JRSJ Vol.25, No.8
Vol.25, No.8 「ロボットの安全化」特集について

日常の生活支援を目的としたサービスロボットや,介護・リハビリテーションを支援する福祉ロボットは,人体を直接扱うことや人の近傍で作業することが大前提である.使用者以外もロボットの近くで活動しており,不意な接触や予見が困難な事態が容易に起こり得る.事故の原因が人間側にあったとしても,一度でもロボットが人を傷つけてしまえばその影響は計り知れない.場合によってはロボット業界全体の根底を揺るがす事態に発展するかもしれない.

以上のことから,近年産業用機械の安全化手法を手本にしながら,人とロボットが空間を共有する際の新たな安全対策が検討されはじめている.2005年の愛・地球博に出展されたプロトタイプロポットや,新エネルギー・産業技術開発機構の「人間支援型ロボット実用化プロジェクト」の支援を受けて開発が進められている医療・福祉ロボットにおいても,機械の一般的な安全設計の枠組に沿って対策が詳細に施され,臨床や治験での使用は厳重な安全管理下で許可されている.本学会においても,サービスロボット用安全認証研究専門委員会や学術講演会で,ロボットの安全設計に関する調査内容や研究成果が報告されはじめている.
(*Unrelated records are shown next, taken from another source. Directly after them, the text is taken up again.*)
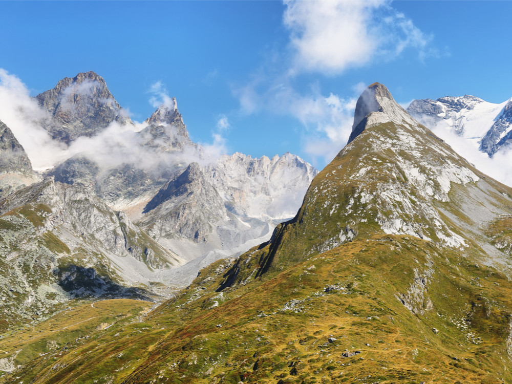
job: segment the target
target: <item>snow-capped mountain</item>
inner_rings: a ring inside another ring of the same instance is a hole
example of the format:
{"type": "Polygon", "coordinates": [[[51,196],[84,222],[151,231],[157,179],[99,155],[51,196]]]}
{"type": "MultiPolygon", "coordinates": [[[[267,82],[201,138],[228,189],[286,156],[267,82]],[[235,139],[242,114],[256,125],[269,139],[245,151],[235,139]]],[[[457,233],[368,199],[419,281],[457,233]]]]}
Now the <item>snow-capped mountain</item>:
{"type": "Polygon", "coordinates": [[[35,98],[40,126],[70,157],[34,172],[0,123],[0,253],[3,270],[13,271],[0,279],[0,296],[15,288],[22,317],[80,294],[141,297],[154,284],[188,284],[207,261],[268,240],[316,174],[290,154],[209,157],[175,99],[137,130],[94,72],[35,98]]]}
{"type": "Polygon", "coordinates": [[[38,180],[23,147],[0,121],[0,197],[38,180]]]}
{"type": "Polygon", "coordinates": [[[382,84],[358,100],[351,139],[315,178],[296,216],[280,224],[266,246],[239,259],[226,286],[374,233],[465,253],[477,247],[484,262],[511,265],[507,242],[490,246],[487,233],[512,214],[510,189],[414,120],[382,84]]]}
{"type": "Polygon", "coordinates": [[[350,143],[270,241],[147,315],[47,331],[53,349],[9,337],[5,382],[512,382],[511,196],[372,84],[350,143]]]}
{"type": "Polygon", "coordinates": [[[407,109],[429,128],[440,126],[492,156],[512,143],[512,99],[499,104],[465,95],[415,100],[407,109]]]}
本特集号では,グローバルな安全の考え方,国内外におけるロボット安全の規格策定の現状,現行の安全技術や具体的なリスク低減方策,学術的な取り組みに触れることで,より多くのロボット研究者がロボット安全の重要性を認識し,安全化が広く正しく実施されることを目的としている.
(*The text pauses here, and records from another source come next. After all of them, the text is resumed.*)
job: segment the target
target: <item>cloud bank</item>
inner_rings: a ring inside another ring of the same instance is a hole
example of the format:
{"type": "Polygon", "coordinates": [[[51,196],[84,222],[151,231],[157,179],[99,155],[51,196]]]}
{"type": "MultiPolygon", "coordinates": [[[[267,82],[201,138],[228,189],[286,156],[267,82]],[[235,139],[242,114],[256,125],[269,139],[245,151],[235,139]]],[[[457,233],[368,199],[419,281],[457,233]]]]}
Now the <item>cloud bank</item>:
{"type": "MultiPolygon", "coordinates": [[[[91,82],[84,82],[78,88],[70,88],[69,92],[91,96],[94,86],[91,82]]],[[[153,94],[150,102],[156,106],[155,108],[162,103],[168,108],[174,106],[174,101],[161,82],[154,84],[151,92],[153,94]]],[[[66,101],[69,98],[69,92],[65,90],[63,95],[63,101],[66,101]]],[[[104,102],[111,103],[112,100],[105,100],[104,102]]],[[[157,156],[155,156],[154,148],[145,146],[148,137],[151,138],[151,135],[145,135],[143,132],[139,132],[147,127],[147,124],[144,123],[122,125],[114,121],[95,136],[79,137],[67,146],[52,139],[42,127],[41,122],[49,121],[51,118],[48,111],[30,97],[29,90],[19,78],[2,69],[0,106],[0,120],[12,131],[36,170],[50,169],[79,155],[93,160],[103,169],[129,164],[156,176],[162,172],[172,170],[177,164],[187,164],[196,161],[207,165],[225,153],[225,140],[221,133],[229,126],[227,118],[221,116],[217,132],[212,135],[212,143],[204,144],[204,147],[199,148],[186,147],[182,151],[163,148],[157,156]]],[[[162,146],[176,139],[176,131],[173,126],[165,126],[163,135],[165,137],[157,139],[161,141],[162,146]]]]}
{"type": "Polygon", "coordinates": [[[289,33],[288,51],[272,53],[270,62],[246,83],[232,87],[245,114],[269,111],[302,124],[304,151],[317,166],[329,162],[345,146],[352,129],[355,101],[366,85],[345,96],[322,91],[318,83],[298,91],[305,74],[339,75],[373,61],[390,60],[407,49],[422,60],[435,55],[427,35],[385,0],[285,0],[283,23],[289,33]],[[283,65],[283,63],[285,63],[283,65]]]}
初めに,長岡技術科学大学の杉本旭氏に,「グローバルな安全とリスクアセスメントの構造」と題して,欧州規格に基づく包括的安全の基盤から,我が国の見習うべき制度の可能性について概説いただいた.

長岡技術科学大学の木村哲也氏には,「サービスロボットのリスクアセスメントとその課題」と題して,ロボットの危険源とその評価についてJIS規格に基づき解説いただいた.さらに「ドイツ職業保険組合における安全技術者教育」と題して,職業安全において先進的なドイツにおける教育・技術開発・保険が統合されたシステムについて,視察された際の得られた知見を紹介していただいた.

労働安全衛生総合研究所の斎藤剛氏には,「産業機械の安全制御技術の動向と次世代ロボットヘの適用」と題して,近年の安全制御技術・保護装置技術の動向を各種国際安全規格との関わりを交えて解説いただいた.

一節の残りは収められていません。